3. Integration with other cloud platforms
A unified, end-to-end provisioning across a heterogeneous platform is crucial to link with all other cloud platforms. When compared to more common two-stage or single platform approaches, this also increases productivity across the infrastructure.
4. Ease-optimized
A cloud storage solution should not just include an automatic policy-driven approach, but also an intelligent approach based on "learned experience" on storage utilization related to both capacity and performance.

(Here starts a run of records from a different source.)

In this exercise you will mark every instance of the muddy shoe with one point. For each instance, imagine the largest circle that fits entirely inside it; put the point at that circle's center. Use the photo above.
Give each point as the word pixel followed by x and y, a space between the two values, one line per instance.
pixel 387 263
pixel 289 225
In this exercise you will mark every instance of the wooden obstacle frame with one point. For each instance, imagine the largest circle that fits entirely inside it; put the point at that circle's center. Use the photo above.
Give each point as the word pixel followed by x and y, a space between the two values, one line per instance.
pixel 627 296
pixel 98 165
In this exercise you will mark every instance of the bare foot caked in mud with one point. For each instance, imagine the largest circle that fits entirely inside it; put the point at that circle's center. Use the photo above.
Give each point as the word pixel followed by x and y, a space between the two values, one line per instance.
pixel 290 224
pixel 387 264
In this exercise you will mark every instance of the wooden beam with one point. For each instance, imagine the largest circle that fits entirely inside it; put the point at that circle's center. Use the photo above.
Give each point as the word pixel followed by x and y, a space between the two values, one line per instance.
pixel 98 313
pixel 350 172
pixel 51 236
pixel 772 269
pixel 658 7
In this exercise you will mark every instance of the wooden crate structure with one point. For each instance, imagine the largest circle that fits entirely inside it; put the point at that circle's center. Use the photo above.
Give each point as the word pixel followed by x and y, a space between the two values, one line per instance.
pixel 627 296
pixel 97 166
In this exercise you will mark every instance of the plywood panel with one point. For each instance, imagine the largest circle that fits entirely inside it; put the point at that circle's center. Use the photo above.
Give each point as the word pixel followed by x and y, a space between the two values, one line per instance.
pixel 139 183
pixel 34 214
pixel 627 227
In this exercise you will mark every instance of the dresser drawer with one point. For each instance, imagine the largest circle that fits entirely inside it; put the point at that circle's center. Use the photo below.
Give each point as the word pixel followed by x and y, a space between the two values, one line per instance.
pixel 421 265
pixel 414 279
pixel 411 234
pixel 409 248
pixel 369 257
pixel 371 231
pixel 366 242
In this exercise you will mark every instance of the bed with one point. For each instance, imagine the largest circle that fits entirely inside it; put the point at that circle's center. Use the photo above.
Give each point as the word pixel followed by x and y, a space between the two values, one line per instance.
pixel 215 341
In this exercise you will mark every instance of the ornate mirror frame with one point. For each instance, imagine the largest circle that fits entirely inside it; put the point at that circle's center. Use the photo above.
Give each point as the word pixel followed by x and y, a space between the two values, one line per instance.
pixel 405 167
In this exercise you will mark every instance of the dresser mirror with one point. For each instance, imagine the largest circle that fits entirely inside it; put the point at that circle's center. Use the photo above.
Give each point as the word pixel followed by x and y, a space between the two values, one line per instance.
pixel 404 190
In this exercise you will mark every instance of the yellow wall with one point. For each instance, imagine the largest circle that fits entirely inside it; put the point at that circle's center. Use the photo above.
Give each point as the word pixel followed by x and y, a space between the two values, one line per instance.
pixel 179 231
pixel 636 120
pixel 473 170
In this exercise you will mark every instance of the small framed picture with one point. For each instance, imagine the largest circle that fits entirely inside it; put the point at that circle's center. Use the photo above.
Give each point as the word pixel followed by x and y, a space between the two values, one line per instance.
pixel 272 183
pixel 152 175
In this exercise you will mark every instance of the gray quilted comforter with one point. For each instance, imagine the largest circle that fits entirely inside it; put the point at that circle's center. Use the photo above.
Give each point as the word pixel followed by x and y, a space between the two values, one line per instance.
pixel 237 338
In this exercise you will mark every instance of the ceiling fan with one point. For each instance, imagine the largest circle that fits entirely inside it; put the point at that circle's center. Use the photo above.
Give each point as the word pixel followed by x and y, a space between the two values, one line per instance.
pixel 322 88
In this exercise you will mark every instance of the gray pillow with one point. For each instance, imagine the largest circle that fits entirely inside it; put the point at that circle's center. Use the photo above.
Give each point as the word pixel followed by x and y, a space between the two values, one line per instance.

By leveraging intelligence, true ease-optimization ensures that the right data is available and accessible when it's needed.
5. Consistent SLA
Businesses are unpredictable so their cloud storage solutions must sustain and manage unpredictable workloads and ensure consistent SLAs are met beyond just a stable environment. Whether used for infrastructure expansion, data backup and recovery, or systems maintenance, the cloud storage solution must guarantee availability and performance that responds to the changing market dynamics.
6. Management interface
Beyond being user-friendly, the interface for cloud storage must be simple, and significantly minimize staff training time. A proactive management system should be in place to handle predictive and trend analysis in the event of bottleneck or over-utilization.
7. Appropriate data protection
Appropriate data protection standards should be a fit-for-purpose approach which closely ties to the SLAs, in accordance to the RTO, RPO, TCO, operation capabilities and retention policy. This will effectively protect application and server Hypervisor awareness and ensure SLAs can always be maintained.
Ng added that there are three elements that should be considered to ensure one's cloud storage is fully optimized: consultation through a best practice framework; leading technology; and a strong connection with business value. "As with any infrastructure decision, consultation is key to bridging the gap between technology and business value," he said.
Executives from Li & Fung and Venetian Macau who attended the event and shared views from a customer perspective.
Scalability and system availability
"As we continue to expand and acquire new businesses, we need a scalable system to support our business growth while ensuring our services aren't disrupted, downtime is minimal and performance isn't sacrificed," said Iman Mak (pictured, right), senior vice president of IT Services, Li & Fung. "Data Protection is also a major consideration for us and backup is definitely one of the important areas. We need a highly effective system to enable us to complete the backup on time with the least effort."
"Maintaining a high level of 24/7 support across four integrated resorts requires a pro-active management approach that ensures the highest level of system availability which is key for us to be able to deliver on our SLAs," said Thomas Dillon (pictured, middle), senior vice president of IT -- Asia, Venetian Macau.
"At the same time, the need for operational and deployment efficiency calls for a standardized infrastructure across all of our properties. This enables us to maintain a consistent site design and infrastructure for easy management by our site managers and to ensure our service levels and operations run seamlessly, regardless of any reshuffling of manpower resources," Dillon added.